In direct contradiction to my parent’s first cardinal rule of vacation travel we waited until the morning we were leaving to pack the car and that decision should have been a harbinger that our 5 hour car rides to and from The Place Where Even the Gas Stations Sell Lobster aka Maine were doomed. Moments before we left the house the power adapter for the portable DVD player fell into a half dozen pieces as I plugged it into the cigarette lighter. Calmly, I gathered up the pieces, brought them in the house and said to Kathleen, “What the Hell are we going to do? Seriously, what the hell are we going to do with Jack for 5 hours in the car without the DVD player? Game over man, Game over!” It was because I remained cool and collected and then donated my eternal soul plus $25 to Satan’s Annual Pledge Drive that I was able to fix the adapter. After astronaut strapping Jack and Adam into their respective car seats, putting in a movie for Jack on the DVD Player of the Damned and again reminding the clown we hired to make balloon animals for the boys that a Trouser Snake is not a legitimate balloon animal we were finally on the road. Adam slept most of the way, Jack watched the entire Roots miniseries and we abandoned the clown at the Exit 7 rest stop on the Mass turnpike for suggestively asking Kathleen if she wanted him to “make her an animal”. In our defense, how could we have known that Libido the Clown was going to turn out to be a lecherous perv? All in all, the drive to Maine went better than we hoped it would; unfortunately the same could not be said for the ride back.

In direct contradiction to my first cardinal rule of vacation travel my father, Pops “Does anyone want more pancakes?” Gathen took Adam for a walk minutes before we left and put him to sleep. Once in the car it took no longer than 10 minutes for Adam to start crying and straining against the seat belt straps like Jeff Gordon in a 7 car pile-up. For the next 5 and ½ hours we played a game with Adam where we would hand him a new object every 30 seconds (rattle, water bottle, balloon animal remnants, a book of Mad Libs) which was just long enough for him to think with each object, “Hey, this is interesting. What if I put it in my mouth? Hmmm. Nope, I’m still pissed off.” Interestingly, it was only a few days earlier, during a similar episode of backseat crying, that we discovered Adam is fascinated with the ring tones on my cell phone particularly one called “I Love Coconuts” and especially when I sing along with that it, so when we ran out of random objects to hand back to him I cued up “I Love Coconuts” and started crooning. Over the course of a few hours some impromptu lyrics were better than others, but Adam and Jack’s favorite seemed to be:

“Coconuts! Coconuts. I love coconuts, why don’t you give them a chance?
That’s right they’re coconuts! Yes Coconuts! I even put a couple in my underpants. Wah-Wah.”

My favorite on the other hand was:

“Coconuts!
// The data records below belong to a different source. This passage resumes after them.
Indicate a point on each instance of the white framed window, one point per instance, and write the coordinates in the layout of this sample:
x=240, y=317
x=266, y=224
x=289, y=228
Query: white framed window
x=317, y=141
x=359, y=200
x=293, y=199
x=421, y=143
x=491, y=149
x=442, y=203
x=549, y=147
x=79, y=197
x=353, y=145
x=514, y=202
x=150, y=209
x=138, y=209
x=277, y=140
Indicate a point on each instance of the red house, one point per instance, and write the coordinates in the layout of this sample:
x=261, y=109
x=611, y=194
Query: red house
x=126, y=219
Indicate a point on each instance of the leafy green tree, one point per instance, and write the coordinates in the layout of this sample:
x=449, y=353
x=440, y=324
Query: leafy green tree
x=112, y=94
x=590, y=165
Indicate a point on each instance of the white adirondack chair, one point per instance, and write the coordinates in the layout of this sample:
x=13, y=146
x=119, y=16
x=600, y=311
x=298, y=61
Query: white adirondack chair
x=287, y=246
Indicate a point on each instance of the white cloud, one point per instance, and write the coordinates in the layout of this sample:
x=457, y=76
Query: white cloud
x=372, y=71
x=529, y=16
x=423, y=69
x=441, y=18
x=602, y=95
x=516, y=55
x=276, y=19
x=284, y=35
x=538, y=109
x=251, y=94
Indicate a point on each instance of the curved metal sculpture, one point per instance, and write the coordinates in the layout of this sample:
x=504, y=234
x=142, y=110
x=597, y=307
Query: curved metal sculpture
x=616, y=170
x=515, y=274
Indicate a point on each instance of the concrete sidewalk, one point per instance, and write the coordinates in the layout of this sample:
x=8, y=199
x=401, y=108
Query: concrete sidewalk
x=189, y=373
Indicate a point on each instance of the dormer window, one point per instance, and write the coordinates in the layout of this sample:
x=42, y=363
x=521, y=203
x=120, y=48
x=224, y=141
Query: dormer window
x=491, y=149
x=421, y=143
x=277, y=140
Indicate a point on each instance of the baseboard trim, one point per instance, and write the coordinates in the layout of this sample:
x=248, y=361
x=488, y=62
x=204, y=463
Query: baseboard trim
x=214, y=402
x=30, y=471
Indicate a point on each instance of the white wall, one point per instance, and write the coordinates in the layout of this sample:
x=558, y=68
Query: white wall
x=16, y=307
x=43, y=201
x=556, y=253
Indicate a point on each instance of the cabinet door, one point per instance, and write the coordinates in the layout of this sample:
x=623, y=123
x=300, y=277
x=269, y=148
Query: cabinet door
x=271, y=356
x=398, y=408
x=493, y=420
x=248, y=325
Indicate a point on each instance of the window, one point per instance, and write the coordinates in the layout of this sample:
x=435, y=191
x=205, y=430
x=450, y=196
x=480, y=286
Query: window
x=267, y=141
Coconuts. I love coconuts, but they are so hard to find.
That’s right they’re coconuts! Yes Coconuts! I really think I’m gonna lose my friggin’mind. Wah-Wah.”

Whether it was the dulcet tones of my interminable coconut song or the Benadryl pasties Kathleen wore before nursing him at the rest stop, Adam finally fell asleep three miles from the house. In retrospect, I suppose we should have hired Kama Sutra the Magician although I understand his signature illusion is the disappearing Trouser Snake which is cause for some concern.